The significance of creating the perfect cup of tea should not be underestimated when talking about the British and their cuppa. The British alone consume over 165 million cups of tea per year, which equates to a lot of tea leaves!
Many of us will regularly explain that we enjoy our tea served in a fine china cup, and as part of their research the scientists found that the vessel had an immense effect on our enjoyment of the brew. Professor Andrea Sella of University College London explained that tannins found in tea were unable to stick to the smooth surface of the china and so remain in the tea. Professor Sella also believes that the clinking of a teaspoon against the hard surface of the china is somehow comforting to us. Drinking tea from a fine china cup can also offer us warm, heart felt associations with memories that create a positive psycholgical response.
When brewing a good cup of black tea with milk, the following are some of the hard and fast fundamental rules.
Always use freshly drawn water, as it contains higher levels of oxygen, which is required to brew a vibrant, fresh cup of tea. Previously boiled water has lost much of this vital oxygen and so should be replaced.
The teapot should be pre-warmed with a little hot water.
The water in the kettle should reach boiling, 100 degrees Celsius.
Take the teapot to the kettle and pour the boiling water over the leaf tea and allow to brew for three to five minutes.

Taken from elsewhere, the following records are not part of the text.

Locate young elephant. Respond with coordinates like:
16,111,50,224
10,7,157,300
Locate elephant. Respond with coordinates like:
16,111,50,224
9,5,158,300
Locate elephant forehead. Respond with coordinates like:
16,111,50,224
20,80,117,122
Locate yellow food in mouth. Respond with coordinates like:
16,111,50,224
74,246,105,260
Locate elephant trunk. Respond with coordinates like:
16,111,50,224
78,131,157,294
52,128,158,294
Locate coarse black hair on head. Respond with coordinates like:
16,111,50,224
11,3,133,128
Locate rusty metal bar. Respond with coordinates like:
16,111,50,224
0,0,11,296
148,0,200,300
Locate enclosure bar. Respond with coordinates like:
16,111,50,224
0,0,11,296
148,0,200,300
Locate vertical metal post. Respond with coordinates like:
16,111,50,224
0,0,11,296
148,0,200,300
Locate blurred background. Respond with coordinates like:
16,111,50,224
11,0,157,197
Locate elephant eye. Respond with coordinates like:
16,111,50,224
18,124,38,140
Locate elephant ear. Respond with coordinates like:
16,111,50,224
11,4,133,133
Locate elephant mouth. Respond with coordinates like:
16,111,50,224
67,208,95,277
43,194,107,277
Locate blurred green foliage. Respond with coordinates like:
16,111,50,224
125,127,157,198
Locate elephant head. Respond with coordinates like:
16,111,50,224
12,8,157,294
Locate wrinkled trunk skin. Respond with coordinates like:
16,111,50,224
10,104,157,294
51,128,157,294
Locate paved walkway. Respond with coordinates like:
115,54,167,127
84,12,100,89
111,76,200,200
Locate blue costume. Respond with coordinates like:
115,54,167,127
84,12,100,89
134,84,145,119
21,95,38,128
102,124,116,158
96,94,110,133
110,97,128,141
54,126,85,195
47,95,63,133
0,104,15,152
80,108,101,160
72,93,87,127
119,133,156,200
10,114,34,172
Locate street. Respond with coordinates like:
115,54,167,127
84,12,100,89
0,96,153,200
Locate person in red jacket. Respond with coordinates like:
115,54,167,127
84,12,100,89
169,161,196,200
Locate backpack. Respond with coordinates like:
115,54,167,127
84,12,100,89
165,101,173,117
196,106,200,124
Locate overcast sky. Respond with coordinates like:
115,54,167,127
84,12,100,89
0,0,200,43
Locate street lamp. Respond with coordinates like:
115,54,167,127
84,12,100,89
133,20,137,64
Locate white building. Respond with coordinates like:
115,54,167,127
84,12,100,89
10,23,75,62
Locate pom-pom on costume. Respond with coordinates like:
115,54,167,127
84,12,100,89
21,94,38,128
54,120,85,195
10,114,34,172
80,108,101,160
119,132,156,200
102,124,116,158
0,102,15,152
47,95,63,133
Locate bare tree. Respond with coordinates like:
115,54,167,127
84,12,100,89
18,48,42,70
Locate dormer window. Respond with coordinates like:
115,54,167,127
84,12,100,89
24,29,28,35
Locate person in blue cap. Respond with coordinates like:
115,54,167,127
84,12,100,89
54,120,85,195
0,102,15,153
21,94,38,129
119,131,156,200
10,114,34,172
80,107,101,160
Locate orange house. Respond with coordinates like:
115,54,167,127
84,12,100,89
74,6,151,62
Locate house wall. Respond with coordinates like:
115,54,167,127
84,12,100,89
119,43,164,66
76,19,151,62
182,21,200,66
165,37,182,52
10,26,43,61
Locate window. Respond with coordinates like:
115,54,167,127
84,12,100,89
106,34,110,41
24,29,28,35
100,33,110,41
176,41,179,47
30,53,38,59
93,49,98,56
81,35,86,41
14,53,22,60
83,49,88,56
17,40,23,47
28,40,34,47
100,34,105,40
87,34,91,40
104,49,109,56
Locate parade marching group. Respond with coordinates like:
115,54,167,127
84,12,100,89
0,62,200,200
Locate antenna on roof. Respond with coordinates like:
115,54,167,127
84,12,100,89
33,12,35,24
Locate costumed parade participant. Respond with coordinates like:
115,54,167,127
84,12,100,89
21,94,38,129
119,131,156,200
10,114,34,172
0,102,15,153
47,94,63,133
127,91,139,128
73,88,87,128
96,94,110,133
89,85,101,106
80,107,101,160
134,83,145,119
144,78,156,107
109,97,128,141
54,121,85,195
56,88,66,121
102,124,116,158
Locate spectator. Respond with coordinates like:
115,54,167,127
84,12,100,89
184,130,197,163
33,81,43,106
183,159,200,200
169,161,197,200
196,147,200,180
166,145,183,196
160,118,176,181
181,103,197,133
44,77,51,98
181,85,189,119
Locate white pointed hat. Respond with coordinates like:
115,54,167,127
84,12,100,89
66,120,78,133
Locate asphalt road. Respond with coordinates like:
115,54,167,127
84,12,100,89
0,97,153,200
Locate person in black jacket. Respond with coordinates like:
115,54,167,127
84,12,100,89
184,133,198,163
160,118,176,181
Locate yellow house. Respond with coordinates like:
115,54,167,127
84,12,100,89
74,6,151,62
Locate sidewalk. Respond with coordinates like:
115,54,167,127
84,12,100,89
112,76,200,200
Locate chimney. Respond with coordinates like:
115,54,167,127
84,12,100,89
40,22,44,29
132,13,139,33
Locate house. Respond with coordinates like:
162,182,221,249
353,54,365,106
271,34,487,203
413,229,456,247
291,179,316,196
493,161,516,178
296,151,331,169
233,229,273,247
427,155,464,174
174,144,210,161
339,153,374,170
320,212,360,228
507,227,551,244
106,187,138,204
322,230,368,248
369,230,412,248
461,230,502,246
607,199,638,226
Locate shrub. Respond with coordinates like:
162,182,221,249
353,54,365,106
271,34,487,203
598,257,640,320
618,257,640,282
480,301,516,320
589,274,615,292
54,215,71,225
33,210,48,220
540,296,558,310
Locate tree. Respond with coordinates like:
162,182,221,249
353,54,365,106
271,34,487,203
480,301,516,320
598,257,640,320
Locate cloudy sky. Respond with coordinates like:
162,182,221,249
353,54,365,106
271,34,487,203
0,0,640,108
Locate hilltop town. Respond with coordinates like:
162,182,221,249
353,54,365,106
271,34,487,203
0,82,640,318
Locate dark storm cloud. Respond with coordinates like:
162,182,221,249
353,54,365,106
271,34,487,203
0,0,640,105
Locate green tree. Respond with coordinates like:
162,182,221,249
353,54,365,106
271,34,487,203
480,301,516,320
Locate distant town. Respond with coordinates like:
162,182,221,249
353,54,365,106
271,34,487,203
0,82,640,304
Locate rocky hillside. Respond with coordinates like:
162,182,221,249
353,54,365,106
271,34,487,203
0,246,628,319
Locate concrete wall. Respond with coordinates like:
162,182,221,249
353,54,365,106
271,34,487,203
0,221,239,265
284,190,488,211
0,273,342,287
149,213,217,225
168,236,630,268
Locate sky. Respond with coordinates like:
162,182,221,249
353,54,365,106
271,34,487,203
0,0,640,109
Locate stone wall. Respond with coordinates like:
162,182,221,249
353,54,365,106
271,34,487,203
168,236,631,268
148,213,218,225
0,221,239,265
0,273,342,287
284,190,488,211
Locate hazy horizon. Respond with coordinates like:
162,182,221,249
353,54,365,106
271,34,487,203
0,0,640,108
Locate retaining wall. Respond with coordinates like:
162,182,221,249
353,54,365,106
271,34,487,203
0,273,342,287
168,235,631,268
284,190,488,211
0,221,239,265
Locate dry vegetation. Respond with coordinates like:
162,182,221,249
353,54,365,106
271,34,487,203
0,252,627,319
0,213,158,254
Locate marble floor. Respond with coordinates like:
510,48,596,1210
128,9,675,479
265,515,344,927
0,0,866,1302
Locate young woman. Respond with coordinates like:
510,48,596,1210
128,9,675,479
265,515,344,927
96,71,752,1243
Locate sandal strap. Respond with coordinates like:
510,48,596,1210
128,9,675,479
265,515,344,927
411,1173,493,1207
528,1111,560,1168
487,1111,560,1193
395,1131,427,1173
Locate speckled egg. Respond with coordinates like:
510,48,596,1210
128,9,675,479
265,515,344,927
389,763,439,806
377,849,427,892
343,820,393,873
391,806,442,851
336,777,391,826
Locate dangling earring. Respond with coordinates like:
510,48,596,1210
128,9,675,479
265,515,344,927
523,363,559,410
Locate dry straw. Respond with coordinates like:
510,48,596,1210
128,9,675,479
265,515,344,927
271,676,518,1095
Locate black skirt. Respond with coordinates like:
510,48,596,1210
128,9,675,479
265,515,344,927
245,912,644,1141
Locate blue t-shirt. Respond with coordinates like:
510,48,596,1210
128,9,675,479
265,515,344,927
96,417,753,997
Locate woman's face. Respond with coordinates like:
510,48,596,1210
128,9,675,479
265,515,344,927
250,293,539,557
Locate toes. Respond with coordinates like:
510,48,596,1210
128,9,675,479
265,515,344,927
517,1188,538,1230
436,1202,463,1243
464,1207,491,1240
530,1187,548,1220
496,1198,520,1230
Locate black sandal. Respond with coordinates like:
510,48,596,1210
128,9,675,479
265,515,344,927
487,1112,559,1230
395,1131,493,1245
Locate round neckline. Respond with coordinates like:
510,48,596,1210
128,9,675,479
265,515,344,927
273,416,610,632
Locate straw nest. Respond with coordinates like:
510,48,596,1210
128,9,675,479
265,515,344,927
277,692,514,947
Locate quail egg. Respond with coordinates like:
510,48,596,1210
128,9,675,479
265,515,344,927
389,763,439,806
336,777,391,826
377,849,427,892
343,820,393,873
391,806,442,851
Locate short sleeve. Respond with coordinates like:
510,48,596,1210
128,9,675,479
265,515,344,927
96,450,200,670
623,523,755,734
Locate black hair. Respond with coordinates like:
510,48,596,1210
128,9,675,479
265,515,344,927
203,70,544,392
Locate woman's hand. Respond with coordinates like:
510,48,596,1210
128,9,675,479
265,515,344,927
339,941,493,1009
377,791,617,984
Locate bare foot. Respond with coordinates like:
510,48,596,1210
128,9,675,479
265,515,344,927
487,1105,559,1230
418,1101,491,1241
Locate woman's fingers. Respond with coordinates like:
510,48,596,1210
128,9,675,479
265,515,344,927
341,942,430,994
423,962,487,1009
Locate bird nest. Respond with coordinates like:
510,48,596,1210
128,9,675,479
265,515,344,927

Milk, if taken with the tea should be added firstly to the cup at around 5% of overall volume. Some may prefer more or less.
Now pour the tea over the milk, this helps prevent cooking of the lactose(natural milk sugars) and prevents altering the taste.The study showed that pouring milk in first allows the tannins to bind with the milk better, to create a smooth tasting cup of tea.
The cup of tea should now be allowed to stand for a short time, giving the tea time to cool slightly to an optimum drinking temperature of 60 degrees Celsius. Professor Sella also suggests we steer clear of plastic or disposable cups as they just don’t cut it when tea is involved.
In an article covering Professor Sella’s finding, there were one or two items I would like to pick them up on. The first being that they attributed the addition of milk to tea as being done first by the British. I dispute this, as the French would appear to have been experimenting with milk in tea before the British. Secondly, Professor Sella doesn’t differentiate between a warmed pot or a room temperature cup when brewing. The warming of the pot,I believe is an integral part of creating the perfect cup of tea from black leaves.
But, having said all that, I do agree with Professor Sella when he says that “the perfect cup of tea is about patience, love and care”. Now I understand why my favourite cup of Assam tastes so good when drunk from my oversized fine bone china breakfast cup & saucer made by Roy Kirkham, England – it’s because it’s wrapped up in nostalgia and my own slice of the perfect life.